Chris D Moore has released a comprehensive post that details his own discoveries. First of all, this was all demonstrated with Moore’s OnePlus 2. So we don’t currently know if the same thing is occurring in the more current OnePlus 3T or OnePlus 5 models. I’m sure we’ll find out soon. (Update: the statement below pretty much affirms that all OnePlus models are collecting usage data)
Moore first discovered this when he set up a security tool on his OnePlus 2, but to his surprise, the tool found traffic requests to open.oneplus.net, which directed traffic to a US-based Amazon AWS server.
Anyway, without getting too in depth, Moore found out more of what was being sent to this domain: IMEI number, MAC addresses, mobile network names, Wi-Fi SSIDs, and the phone’s serial number. He even discovered that time stamps were signaling when apps were opened and closed – stamped with the serial number of his device.
This is eerily too much information to be collecting, particularly when it can be traced back to a phone’s serial number.
Back in January, he asked OnePlus support how to disable the data collection, to which OnePlus gave unproductive answers like wiping the cache and performing a factory reset. That’s when another user on Twitter suggested he dig around on the OnePlus forums to see what he could find.
Hey @OnePlus_Support, it’s none of your business when I turn my screen on/off or unlock my phone – how do I turn this off? /cc:@troyhunt pic.twitter.com/VihaIDI6wP
— Christopher Moore (@chrisdcmoore) January 13, 2017
After deeper investigation, the culprit responsible for data collection is a system app called “OnePlus System Service”. The app can’t be turned off since it is part of the System, but it can be manually disabled every time the phone is restarted.
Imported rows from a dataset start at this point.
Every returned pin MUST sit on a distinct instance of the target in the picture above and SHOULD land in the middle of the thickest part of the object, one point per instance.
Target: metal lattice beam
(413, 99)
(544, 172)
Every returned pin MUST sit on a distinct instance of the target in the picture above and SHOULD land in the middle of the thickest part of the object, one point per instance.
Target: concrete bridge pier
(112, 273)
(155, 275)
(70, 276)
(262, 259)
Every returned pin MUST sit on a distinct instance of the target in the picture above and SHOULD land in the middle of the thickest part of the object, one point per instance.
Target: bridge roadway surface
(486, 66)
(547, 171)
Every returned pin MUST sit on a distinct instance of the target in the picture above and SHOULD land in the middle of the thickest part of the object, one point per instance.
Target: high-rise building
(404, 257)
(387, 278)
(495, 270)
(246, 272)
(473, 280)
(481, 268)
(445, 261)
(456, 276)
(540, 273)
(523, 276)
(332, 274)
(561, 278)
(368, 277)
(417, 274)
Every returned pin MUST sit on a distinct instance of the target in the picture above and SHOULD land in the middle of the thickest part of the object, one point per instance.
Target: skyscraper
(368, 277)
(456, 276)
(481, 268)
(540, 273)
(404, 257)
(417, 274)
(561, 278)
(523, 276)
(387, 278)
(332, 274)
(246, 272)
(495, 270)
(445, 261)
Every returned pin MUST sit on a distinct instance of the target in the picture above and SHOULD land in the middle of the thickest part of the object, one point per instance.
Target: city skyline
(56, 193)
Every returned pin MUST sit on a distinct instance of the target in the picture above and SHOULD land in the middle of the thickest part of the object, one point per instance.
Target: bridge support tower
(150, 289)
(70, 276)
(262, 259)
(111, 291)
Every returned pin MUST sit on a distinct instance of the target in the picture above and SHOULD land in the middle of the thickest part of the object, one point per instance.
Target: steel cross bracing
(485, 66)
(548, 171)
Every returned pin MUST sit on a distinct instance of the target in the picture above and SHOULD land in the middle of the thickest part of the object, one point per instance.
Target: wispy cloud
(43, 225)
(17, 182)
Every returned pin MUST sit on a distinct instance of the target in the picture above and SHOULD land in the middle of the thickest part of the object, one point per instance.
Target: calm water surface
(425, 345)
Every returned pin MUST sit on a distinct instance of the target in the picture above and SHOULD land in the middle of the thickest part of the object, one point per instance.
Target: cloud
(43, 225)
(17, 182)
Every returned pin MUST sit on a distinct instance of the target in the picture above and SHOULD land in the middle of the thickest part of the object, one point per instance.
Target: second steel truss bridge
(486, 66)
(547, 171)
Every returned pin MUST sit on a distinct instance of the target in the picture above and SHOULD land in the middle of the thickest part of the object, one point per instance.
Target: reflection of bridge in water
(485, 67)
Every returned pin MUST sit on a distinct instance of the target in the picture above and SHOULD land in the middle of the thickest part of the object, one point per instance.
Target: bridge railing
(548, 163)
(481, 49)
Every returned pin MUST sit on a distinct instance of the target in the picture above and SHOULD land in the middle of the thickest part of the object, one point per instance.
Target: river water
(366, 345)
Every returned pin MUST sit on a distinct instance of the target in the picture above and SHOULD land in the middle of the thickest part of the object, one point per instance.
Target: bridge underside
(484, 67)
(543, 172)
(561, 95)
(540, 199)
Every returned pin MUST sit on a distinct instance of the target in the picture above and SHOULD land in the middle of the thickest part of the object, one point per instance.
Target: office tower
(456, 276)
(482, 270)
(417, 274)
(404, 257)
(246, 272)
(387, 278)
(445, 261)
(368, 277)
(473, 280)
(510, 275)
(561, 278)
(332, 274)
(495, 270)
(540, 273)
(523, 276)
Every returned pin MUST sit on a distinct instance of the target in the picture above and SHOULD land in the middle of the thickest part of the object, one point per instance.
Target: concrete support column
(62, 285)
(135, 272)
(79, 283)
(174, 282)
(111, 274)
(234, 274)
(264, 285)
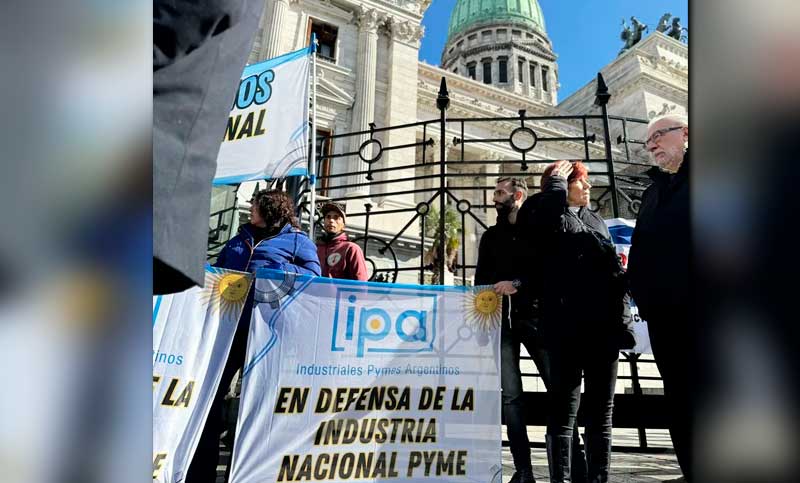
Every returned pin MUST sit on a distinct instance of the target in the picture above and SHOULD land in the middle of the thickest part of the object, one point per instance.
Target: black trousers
(203, 468)
(524, 333)
(673, 350)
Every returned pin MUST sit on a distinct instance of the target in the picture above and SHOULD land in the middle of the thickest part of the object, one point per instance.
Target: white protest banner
(359, 381)
(267, 132)
(192, 335)
(621, 232)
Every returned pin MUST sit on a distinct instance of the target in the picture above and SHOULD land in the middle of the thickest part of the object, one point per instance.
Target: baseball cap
(331, 206)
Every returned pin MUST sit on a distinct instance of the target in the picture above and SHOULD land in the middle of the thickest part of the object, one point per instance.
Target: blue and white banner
(267, 132)
(359, 381)
(621, 232)
(192, 335)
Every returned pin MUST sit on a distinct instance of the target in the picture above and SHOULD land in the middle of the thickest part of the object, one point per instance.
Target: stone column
(526, 80)
(553, 85)
(403, 68)
(271, 34)
(368, 21)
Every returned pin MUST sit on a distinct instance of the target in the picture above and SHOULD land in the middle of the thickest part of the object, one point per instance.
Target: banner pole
(312, 171)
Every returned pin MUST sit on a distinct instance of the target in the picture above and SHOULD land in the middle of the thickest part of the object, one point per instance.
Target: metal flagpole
(312, 170)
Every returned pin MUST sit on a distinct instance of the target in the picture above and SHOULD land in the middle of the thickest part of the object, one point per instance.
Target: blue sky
(585, 33)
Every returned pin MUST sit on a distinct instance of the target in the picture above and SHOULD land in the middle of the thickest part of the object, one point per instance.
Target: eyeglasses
(657, 135)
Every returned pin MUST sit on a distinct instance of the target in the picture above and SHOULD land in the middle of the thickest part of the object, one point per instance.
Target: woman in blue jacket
(272, 239)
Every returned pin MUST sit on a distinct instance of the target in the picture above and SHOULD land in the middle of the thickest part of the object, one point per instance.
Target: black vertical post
(442, 102)
(601, 99)
(368, 207)
(637, 391)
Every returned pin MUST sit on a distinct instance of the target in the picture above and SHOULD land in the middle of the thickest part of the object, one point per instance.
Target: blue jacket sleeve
(305, 260)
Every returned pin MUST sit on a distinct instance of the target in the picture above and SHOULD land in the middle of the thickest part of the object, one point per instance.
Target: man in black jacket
(658, 271)
(504, 258)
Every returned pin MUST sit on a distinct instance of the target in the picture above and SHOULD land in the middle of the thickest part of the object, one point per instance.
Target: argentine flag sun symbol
(482, 308)
(226, 292)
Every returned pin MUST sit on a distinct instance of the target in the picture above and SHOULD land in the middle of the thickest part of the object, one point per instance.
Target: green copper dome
(468, 13)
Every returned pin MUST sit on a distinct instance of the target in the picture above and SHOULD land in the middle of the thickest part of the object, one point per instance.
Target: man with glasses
(658, 271)
(504, 260)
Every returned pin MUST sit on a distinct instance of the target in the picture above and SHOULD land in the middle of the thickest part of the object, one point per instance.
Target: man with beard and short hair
(339, 257)
(659, 275)
(504, 260)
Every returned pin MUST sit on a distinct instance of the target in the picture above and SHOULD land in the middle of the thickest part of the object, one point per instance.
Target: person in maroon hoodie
(339, 257)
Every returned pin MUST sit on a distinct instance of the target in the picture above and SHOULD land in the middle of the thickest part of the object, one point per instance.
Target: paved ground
(625, 466)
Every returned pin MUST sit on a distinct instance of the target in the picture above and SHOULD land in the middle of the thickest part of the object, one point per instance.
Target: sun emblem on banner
(226, 292)
(483, 308)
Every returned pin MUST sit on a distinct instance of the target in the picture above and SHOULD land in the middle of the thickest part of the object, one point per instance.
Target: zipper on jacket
(253, 248)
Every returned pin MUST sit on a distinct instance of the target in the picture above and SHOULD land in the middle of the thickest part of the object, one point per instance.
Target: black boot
(559, 456)
(523, 476)
(578, 464)
(598, 458)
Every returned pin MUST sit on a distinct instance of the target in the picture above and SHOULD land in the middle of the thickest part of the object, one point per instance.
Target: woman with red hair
(585, 320)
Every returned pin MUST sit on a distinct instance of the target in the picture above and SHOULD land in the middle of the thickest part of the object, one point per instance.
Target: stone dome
(472, 13)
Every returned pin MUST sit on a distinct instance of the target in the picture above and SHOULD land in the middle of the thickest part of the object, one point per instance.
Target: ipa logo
(380, 321)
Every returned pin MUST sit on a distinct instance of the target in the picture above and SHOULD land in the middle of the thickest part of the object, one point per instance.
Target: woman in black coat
(585, 315)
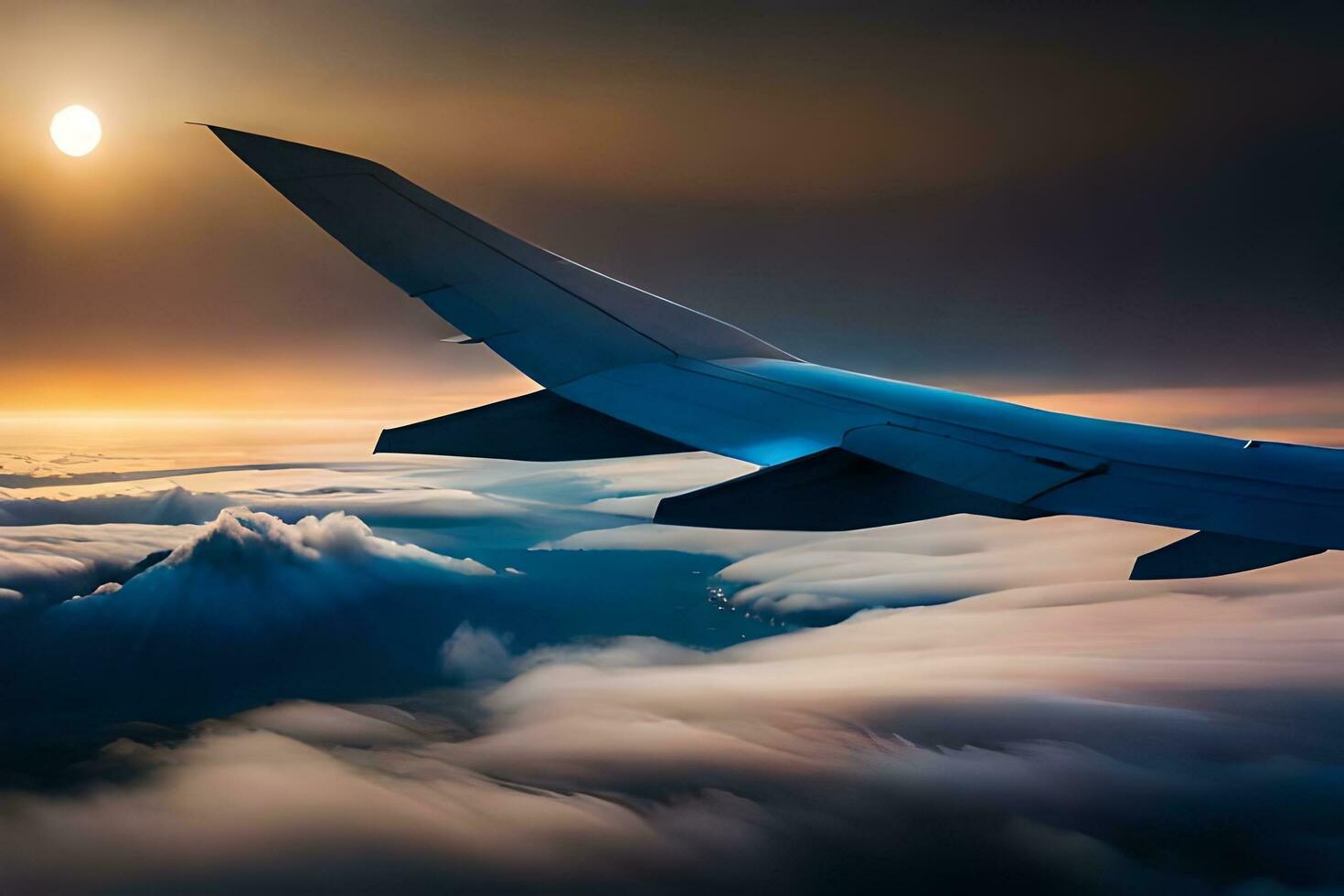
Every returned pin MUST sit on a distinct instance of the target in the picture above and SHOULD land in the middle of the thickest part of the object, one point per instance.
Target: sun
(76, 131)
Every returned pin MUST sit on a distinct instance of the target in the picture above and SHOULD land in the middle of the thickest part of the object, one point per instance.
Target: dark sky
(1000, 197)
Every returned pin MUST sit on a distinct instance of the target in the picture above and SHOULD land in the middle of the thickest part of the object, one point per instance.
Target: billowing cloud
(1004, 706)
(1054, 739)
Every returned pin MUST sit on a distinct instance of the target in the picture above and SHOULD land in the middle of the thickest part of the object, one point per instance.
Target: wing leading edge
(549, 317)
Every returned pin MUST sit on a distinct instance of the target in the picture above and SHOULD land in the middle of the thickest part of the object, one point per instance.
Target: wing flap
(538, 426)
(831, 491)
(1207, 554)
A better, more permanent alternative would be to run an adb command to disable the app. Jakub Czekanski gave the suggestion early this morning, which is likely what caused the post to regain traction. here’s the command: pm uninstall -k –user 0 net.oneplus.odm
@chrisdcmoore I’ve read your article about OnePlus Analytics. Actually, you can disable it permanently: pm uninstall -k –user 0 pkg
— Jakub Czekański (@JaCzekanski) October 10, 2017
OnePlus did give a statement regarding the information collected to which is had the following to say:
We securely transmit analytics in two different streams over HTTPS to an Amazon server. The first stream is usage analytics, which we collect in order for us to more precisely fine tune our software according to user behavior. This transmission of usage activity can be turned off by navigating to ‘Settings’ -> ‘Advanced’ -> ‘Join user experience program’. The second stream is device information, which we collect to provide better after-sales support.
Granted, we’re sure OnePlus isn’t the only company collecting usage information. In a time where user information and security of sensitive information is becoming more important, a transparent and comprehensive understanding of what information is being collected and for what purpose (as well as the option to completely opt out of such collection) would be greatly appreciated in any situation.